My favorite part is the coating with freshly ground cinnamon which fills the kitchen with a nostalgic scent. It reminds me of fairgrounds and family outings when warm churros were always a treat.
Storage Tips
Keep donuts in an airtight box in the fridge for three to four days. For longer storage freeze once cooled and thaw at room temperature or gently rewarm in the oven to refresh the texture.
Ingredient Substitutions
You can use spelt flour instead of wheat though you may need a touch more liquid. Vegetarian cream cheese works fine. For playful variations swap the filling with jam chocolate spread or nut butter.
Serving Suggestions
Serve warm with coffee tea or hot cocoa. For a dessert option dust with extra cinnamon sugar or drizzle with a fruit sauce. They also pair nicely with vanilla ice cream or a spoonful of whipped cream.

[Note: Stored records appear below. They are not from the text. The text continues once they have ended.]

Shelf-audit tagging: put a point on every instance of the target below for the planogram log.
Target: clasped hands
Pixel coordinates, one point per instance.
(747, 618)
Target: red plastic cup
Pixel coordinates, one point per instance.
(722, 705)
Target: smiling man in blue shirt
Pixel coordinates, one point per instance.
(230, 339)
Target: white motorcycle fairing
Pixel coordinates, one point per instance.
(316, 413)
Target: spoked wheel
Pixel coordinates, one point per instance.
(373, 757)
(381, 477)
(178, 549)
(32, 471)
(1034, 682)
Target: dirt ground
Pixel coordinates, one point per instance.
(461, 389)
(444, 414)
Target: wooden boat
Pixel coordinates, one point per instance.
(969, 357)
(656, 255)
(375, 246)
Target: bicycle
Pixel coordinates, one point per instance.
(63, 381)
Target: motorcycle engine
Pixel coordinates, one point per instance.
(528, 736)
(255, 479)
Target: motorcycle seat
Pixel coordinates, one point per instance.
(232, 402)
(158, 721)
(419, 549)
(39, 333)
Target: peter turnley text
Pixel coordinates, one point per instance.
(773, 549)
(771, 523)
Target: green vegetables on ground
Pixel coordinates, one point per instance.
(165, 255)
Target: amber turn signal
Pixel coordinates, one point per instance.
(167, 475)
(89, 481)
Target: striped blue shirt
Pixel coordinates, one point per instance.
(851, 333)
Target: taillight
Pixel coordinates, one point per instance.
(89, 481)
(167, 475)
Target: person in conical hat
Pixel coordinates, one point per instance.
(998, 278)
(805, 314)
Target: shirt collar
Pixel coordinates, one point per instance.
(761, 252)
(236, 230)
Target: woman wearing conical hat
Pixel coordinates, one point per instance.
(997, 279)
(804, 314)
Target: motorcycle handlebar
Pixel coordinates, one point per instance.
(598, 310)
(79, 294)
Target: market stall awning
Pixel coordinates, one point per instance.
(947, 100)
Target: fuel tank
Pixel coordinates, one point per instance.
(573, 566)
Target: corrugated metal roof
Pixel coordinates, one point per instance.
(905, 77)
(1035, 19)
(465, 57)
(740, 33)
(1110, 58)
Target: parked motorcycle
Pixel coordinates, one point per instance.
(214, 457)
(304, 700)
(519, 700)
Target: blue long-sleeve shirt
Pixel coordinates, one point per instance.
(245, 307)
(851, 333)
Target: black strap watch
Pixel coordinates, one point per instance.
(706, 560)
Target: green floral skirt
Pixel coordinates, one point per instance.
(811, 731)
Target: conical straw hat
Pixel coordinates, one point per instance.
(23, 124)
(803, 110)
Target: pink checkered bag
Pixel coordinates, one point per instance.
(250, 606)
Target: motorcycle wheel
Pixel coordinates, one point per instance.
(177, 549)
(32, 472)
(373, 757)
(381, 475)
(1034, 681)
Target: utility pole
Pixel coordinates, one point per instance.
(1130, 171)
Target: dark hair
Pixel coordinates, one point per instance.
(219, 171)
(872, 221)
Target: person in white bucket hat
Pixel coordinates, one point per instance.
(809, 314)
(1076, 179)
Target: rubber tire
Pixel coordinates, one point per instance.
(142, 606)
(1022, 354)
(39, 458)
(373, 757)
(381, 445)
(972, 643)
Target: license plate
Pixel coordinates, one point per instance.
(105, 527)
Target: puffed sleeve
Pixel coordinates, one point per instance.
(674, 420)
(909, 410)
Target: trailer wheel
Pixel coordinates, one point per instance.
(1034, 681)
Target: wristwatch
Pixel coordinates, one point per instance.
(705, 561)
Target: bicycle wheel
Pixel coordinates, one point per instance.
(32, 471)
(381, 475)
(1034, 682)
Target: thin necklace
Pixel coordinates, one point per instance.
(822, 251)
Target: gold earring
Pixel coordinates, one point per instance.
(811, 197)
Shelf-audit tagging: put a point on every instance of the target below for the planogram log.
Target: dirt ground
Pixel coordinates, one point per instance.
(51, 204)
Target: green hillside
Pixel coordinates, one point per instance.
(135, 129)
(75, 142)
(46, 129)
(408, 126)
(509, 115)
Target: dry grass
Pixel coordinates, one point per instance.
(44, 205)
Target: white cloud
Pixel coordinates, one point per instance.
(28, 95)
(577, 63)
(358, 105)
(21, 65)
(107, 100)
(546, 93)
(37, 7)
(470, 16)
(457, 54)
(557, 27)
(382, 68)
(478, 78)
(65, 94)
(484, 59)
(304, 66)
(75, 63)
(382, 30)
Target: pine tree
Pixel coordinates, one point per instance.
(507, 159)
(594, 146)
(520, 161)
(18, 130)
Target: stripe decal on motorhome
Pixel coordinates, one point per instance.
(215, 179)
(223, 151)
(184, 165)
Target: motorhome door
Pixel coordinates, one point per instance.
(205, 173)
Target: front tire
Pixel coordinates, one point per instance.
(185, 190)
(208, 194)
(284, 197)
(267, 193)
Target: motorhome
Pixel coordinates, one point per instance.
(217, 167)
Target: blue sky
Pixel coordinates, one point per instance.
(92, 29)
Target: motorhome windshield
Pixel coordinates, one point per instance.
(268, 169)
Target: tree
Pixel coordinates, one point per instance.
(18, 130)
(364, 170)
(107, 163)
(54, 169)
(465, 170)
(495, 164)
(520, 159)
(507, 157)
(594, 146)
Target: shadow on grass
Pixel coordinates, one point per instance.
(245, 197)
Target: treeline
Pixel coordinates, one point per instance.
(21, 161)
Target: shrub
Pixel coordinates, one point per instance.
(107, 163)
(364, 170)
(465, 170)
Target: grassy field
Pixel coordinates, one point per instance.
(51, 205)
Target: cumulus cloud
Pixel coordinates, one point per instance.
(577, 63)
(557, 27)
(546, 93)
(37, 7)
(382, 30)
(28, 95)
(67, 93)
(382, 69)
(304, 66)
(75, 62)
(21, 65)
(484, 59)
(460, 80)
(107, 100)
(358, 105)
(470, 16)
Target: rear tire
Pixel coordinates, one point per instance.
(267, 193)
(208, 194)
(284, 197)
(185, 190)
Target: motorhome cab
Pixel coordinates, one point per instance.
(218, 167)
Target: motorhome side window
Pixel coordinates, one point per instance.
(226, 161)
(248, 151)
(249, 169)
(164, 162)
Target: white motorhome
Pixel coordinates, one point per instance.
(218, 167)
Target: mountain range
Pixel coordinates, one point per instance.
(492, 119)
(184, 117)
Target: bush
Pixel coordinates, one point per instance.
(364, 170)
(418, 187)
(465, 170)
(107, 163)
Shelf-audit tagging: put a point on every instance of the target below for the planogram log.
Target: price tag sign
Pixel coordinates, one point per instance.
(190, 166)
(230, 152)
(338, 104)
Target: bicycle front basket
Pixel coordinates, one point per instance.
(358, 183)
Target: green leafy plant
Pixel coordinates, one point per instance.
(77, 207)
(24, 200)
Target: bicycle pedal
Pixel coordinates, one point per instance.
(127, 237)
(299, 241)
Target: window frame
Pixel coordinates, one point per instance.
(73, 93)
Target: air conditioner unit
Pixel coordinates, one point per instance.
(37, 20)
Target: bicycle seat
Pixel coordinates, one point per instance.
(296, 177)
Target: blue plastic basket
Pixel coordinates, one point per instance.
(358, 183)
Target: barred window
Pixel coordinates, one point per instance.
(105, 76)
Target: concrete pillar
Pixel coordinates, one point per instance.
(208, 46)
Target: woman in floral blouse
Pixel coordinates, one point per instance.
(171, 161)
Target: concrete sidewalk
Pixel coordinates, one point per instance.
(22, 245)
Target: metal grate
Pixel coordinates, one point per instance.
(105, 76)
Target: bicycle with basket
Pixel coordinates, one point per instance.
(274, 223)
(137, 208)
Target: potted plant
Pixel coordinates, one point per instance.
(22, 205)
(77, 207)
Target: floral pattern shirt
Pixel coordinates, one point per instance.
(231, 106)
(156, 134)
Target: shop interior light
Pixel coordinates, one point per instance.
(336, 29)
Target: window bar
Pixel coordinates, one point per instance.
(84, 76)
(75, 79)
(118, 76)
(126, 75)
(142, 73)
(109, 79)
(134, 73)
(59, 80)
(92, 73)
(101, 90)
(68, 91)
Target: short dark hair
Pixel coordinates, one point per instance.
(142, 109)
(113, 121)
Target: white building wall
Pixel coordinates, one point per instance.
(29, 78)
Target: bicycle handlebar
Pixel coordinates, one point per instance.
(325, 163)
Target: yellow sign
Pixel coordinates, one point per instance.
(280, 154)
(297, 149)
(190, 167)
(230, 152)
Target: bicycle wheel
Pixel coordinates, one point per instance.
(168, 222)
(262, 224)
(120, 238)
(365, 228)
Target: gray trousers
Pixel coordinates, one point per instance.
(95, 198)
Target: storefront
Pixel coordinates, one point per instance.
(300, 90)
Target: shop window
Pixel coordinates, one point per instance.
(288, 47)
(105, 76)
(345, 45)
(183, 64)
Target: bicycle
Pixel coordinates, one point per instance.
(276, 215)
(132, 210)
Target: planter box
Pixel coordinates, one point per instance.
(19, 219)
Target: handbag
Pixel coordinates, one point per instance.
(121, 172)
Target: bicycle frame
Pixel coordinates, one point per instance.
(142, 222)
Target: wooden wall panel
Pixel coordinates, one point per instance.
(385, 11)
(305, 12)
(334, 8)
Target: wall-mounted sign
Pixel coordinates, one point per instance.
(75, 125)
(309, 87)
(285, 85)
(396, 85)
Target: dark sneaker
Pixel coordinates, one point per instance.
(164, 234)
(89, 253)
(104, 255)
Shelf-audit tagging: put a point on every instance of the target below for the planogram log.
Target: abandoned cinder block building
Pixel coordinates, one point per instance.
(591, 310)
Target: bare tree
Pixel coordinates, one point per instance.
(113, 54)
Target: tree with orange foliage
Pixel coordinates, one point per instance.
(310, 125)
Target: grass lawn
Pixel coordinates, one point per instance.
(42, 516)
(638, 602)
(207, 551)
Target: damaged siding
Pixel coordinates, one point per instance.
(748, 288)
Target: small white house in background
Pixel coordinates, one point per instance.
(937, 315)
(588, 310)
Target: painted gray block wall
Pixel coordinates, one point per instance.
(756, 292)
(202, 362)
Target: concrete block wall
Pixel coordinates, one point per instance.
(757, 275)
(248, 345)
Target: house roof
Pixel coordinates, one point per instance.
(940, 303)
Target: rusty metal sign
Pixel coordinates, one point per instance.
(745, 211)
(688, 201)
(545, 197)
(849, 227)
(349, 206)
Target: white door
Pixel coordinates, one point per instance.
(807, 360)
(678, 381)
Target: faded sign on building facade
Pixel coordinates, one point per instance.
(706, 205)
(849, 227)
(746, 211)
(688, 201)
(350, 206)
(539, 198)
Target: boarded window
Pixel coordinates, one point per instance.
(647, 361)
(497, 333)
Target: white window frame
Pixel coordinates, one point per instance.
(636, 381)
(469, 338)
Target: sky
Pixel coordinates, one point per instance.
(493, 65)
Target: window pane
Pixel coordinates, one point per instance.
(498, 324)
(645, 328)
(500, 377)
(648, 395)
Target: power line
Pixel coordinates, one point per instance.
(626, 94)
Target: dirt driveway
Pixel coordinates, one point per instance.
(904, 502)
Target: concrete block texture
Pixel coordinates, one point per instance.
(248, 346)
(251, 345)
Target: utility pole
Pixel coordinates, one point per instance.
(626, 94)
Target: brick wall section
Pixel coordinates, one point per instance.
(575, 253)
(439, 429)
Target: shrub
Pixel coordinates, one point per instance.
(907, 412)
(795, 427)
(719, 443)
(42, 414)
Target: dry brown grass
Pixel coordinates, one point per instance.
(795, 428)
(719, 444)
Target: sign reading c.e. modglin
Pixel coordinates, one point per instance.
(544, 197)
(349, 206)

Cultural and Historical Context
This recipe borrows inspiration from Spanish churros with their crispy cinnamon sugar coating and blends it with American cheesecake tradition. Instead of deep frying like churros these donuts are baked making them easier and less messy while still keeping the festive flavor.
Frequently Asked Questions About Recipes
- → Can I change the filling?
Yes, you can add fruit jam, chocolate spread, or nut butter for a different flavor twist.
- → How long do they stay fresh?
Stored airtight in the fridge, they remain fresh for 3–4 days without losing flavor.
- → Can I freeze them?
Yes, once cooled, freeze them for up to 2 months. Thaw at room temperature or reheat briefly in the oven.
- → Why do they turn out too soft?
This usually happens if the filling wasn’t frozen long enough or wasn’t sealed properly in the dough.
- → Can I fry instead of bake?
Yes, you can deep-fry them in hot oil for a more traditional texture, but baking is easier and lighter.
- → Can the dough be made ahead?
Yes, you can prepare the dough a day in advance and keep it covered in the fridge until baking.